Se la nostra vita di cittadini - è il pensiero del C. - non viene più garantita dal vecchio sovrano, che va tuttavia rispettato su altro terreno, è però garante l'espansione della democrazia, e non v'è alcuna ragione di opporsi al giuramento richiesto frattanto dalle autorità. Così procede anche il ragionamento sulla liceità dell'alienazione dei "beni nazionali", con venature però di tipo giusnaturalistico là dove si legge che "la conquista ha di proprio di dar nuove forme a tutto ciò che le cade in potere", che le mutazioni "succedono per diritto delle genti", e che insomma il vinto è tenuto ad accettare la nuova autorità se pure "non è obbligato ad esaminare le ragioni dell'armi".
Più difficile giudicare la condotta appartata ed anche schiva del C. durante l'Impero. Si è pensato che l'autoritarismo imperiale non lo convincesse e che taluna resistenza a qualche disposto della gerarchia dipartimentale fosse dovuta ad un segreto attaccamento alle idee di quei suoi anni ormai lontani. Un'uscita dall'uniformità di una vita fuori dai rumori della città può segnare la composizione dell'opuscolo Notizie del martire s. Cristoforo per il giovanetto Cristoforo Casali, di lontana ispirazione pariniana con accenni lockiani, che è l'ultima cosa sua e che precede di pochi anni la morte. avvenuta a Varano (Ancona) il 22 giugno 1817.
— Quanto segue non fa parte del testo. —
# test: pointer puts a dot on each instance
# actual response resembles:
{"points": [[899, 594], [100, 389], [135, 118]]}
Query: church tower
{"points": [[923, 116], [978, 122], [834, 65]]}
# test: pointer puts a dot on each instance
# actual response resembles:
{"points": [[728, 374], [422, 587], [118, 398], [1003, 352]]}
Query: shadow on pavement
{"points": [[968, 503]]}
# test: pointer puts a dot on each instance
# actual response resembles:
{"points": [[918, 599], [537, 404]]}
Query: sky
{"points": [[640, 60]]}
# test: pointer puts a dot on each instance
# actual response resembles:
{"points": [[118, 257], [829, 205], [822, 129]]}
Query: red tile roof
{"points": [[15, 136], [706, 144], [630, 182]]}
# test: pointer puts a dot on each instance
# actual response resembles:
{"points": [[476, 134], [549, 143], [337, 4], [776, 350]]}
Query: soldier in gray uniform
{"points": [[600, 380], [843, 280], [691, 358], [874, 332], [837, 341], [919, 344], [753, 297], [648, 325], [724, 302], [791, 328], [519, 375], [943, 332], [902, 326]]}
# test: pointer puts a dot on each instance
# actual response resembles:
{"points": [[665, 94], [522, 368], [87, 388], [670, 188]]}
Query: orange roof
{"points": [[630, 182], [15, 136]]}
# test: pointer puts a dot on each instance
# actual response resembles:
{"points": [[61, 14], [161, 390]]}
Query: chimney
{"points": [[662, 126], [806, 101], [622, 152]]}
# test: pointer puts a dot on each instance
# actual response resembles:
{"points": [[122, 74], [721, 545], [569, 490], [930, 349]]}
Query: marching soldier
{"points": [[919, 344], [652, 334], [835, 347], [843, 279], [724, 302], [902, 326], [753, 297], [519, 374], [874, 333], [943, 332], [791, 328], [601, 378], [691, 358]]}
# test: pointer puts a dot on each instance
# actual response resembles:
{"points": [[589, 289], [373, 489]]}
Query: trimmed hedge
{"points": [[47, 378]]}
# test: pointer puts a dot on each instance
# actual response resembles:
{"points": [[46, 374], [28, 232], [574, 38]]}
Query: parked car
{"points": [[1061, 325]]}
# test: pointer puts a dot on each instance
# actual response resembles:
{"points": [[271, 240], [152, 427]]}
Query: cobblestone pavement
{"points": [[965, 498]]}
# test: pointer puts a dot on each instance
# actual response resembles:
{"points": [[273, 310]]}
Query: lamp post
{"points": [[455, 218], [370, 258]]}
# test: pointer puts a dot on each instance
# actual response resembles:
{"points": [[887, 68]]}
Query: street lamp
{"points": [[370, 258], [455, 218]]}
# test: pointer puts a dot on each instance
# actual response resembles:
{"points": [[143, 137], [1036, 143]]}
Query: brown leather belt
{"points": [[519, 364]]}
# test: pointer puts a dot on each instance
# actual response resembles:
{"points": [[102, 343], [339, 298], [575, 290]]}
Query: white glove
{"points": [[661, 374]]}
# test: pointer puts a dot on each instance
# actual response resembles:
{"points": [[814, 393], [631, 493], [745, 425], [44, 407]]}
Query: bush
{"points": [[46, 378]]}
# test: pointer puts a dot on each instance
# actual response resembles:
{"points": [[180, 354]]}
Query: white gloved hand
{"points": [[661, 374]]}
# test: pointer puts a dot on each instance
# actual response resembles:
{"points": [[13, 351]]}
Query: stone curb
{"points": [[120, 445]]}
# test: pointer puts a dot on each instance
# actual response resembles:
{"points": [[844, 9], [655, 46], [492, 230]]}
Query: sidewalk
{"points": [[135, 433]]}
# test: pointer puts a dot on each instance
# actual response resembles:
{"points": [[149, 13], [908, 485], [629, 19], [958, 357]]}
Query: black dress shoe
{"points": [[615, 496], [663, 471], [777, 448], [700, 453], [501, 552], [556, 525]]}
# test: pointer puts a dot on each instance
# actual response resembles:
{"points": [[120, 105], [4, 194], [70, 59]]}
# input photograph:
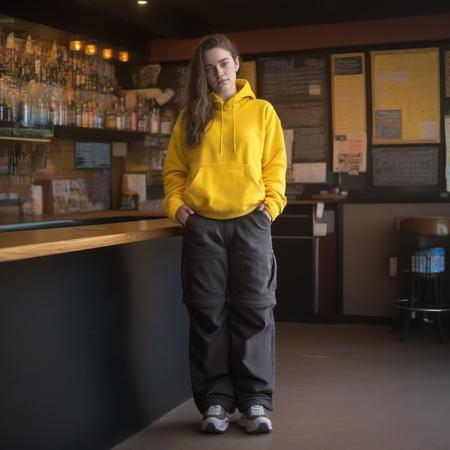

Opere: Oltre a quelle già cit. nel corso della voce: Ancona, Arch. d. curia arcivescovile, elaborati cit. del C. per concorsi a parrocchie anni 1774 ss., fogli sparsi mss.; Varano, Arch. parrocchiale: Apologetico del curato di S. Giacomo V. Cruciani contro la scrittura del curato di S. Marco Flaminio Conti da lui pubblicata in avvilimento e ruina del noto lodo sulla loro controversia (1781), ms.; Ibid., Specchio attivo e passivo de la Chiesa parrocchiale di Varano compilati nel giugno 1815..., ms.; Arch. di Stato di Ancona, Arch. comunale, b. 3073; Lettere del Cantone rurale anconitano. 1798; Sagre poesie... alla prodigiosa immagine di Maria SS., p. XX; Notizie del martire s. Cristoforo, Ancona 1810.
Fonti e Bibl.: Arch. di Stato di Ancona, Arch. comunale, b. 3294: Magistrati e funzionari pubblici. 1810; Ancona, Arch. d. parrocchia di S. Giovanni, cassetta 54; V. E. Giuntella, Bibliografia della Repubblica romana del 1798-1799, Roma 1957, p. 85; W. Angelini, Note sulla vendite dei beni nazionali ad Ancona dal nov. 1797al maggio 1798, in Studia picena, XXXI (1963), p. 8; Id., V. C. un "cattolico democratico" di Ancona, in Studi urbinati, n. s., L (1966), 1, pp. 50-114.